Additionally, due to the rise in literacy rates, people are definitely inclined towards more streamlined ways like the stock market, MFs, and others. But the emotional connectivity between small towns and chit funds cannot be ignored either.
Thus, there is no concrete answer as to which is a better option: chit funds vs mutual funds. Ultimately, the choice between mutual funds and chit funds depends on your specific financial situation, investment goals, risk appetite, and access to financial services. It’s advisable to assess your requirements, consult with a financial advisor, and consider the pros and cons of each option before making an informed decision.
To Wrap It Up…
Despite their similar functioning, the difference between a chit fund vs mutual funds is quite visible. Likewise, they carry similar returns and risk profiles. However, since SEBI regulates mutual funds by providing diversification to reduce the overall risk of investment, chit funds are prone to scams.
Thus, it is advisable to consult your financial advisor before investing in chit funds vs mutual funds. At an individual level, a key consideration should be made on the credibility and creditworthiness of the company and the fund’s promoters.
FAQs
A mutual fund pools money from multiple investors to invest in a diversified portfolio of securities. Conversely, chit funds are savings schemes where a group of individuals contributes fixed amounts regularly and receives lump sums at regular intervals.
The Chit Funds Act, 1982 regulate the Chit Fund Business in India. However, one must remember that financial institutions like SEBI do not govern or regulate these chit funds.
In contrast, to chit funds, which are a great tool for borrowing and saving simultaneously, Systematic Investment Plans (SIPs) are merely investment avenues for mutual fund investments.

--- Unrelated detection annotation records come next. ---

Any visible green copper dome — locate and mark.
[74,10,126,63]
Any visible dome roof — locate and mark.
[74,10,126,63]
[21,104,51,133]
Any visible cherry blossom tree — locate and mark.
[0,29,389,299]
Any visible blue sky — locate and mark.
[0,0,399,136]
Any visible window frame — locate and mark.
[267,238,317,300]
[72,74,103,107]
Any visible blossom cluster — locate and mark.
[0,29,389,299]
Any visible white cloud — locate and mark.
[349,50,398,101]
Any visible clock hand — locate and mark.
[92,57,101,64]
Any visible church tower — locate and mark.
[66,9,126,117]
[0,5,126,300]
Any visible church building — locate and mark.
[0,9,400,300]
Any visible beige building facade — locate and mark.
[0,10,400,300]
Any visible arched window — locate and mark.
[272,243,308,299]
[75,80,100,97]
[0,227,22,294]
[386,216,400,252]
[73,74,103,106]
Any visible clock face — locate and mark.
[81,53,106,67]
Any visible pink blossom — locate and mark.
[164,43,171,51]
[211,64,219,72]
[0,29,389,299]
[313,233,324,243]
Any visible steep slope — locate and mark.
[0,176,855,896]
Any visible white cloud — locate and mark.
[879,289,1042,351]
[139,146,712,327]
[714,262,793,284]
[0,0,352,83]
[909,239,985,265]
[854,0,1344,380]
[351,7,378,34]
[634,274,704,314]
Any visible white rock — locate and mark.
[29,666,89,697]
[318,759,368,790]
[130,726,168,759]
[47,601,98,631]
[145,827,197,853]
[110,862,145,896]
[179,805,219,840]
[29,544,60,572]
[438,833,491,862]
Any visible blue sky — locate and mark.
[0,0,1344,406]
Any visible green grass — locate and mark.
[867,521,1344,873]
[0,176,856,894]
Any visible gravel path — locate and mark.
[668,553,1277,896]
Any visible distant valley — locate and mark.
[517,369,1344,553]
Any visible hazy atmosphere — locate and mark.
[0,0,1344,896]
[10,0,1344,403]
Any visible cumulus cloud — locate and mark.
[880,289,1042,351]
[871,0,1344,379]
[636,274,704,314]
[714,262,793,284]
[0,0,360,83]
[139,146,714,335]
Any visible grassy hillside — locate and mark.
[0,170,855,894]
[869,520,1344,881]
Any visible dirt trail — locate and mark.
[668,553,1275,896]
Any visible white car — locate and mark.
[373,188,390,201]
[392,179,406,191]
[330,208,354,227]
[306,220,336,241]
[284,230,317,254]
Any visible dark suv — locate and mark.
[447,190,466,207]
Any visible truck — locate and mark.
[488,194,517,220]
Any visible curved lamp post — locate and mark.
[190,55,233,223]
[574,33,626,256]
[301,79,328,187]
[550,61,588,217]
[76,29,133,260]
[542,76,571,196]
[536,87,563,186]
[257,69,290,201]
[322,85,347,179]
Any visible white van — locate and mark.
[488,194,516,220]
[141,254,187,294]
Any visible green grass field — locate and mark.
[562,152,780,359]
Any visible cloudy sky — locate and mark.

Mutual funds and chit funds have different return potentials. However, the group’s contributions and the bidding process influence the overall returns.
Chit funds aren’t a bad investment. It has a bad reputation due to its misuse in the past. You can invest in Government-run and registered chit funds that are safe.
Yes, you can invest in both mutual funds and chit funds. That is, if they align with your investment goals and risk tolerance.